Where to Find UX Flow Inspiration in 2026 — 7 Sources for Real User Journey Examples
Looking for UX flow examples? Here are the 7 best sources for real user-journey references in 2026 — onboarding flows, paywall flows, checkout flows, and more — from curated libraries to free options.
The best sources for UX flow inspiration in 2026 are Gummble UX Flows (curated by category — onboarding, paywall, checkout — free browsing or $9.99/mo Pro) and Page Flows (video-first walkthroughs, $10/mo). For maximum library depth, Mobbin covers 200,000+ screens with video flows at $16/mo. Free options like manual screen recording and YouTube reviews work but take far more time.
Where can you find UX flow examples in 2026?
The 7 best sources: Gummble UX Flows (free or $9.99/mo Pro, curated by category), Page Flows ($10/mo, video-first walkthroughs), Mobbin ($16/mo, largest library + video flows), App Store / Play Store (free, but only 5-10 marketing screens per app), manual install + screen record (free + time, most thorough), YouTube "app review" videos (free, often record full flows), and designer Twitter / X (free, real designers post flow analyses).

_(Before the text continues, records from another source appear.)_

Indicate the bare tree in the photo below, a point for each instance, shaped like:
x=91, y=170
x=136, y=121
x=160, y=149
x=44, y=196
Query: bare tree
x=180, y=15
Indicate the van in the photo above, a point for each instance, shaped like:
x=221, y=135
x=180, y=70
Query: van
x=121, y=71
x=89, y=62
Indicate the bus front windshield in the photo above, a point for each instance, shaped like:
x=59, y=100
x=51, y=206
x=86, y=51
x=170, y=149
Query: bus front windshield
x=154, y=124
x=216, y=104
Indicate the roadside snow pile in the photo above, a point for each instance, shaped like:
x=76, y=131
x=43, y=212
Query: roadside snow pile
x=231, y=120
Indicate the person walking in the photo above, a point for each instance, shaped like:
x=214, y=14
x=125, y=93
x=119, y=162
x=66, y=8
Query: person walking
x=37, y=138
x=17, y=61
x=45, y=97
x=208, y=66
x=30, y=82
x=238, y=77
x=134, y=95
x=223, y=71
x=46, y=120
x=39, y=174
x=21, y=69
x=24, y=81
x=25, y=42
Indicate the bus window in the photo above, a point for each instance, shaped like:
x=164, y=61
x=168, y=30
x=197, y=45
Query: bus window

For most workflows: Gummble UX Flows at $9.99/mo is the fastest paid source — curated flows organized by category (onboarding, paywall, checkout, login, search) with editorial commentary.
| Source | Price | What it covers | Best for | |---|---|---|---| | Gummble UX Flows | Free or $9.99/mo Pro | Curated flows by category with editorial commentary | Fast, organized flow research | | Page Flows | $10/mo | Video-first walkthroughs | Motion and transition study | | Mobbin | $16/mo | 200,000+ screens + video flows | Maximum library depth | | App Store / Play Store | Free | 5-10 marketing screens per app | Quick sanity-check | | Manual install + screen record | Free + time | Full flow, including obscure apps | Apps not on any library | | YouTube "app review" videos | Free | Full flows, narrated | Older app versions | | Designer Twitter / X | Free | Flow analyses + commentary | Passive discovery |
Why does a UX flow matter more than a single screen?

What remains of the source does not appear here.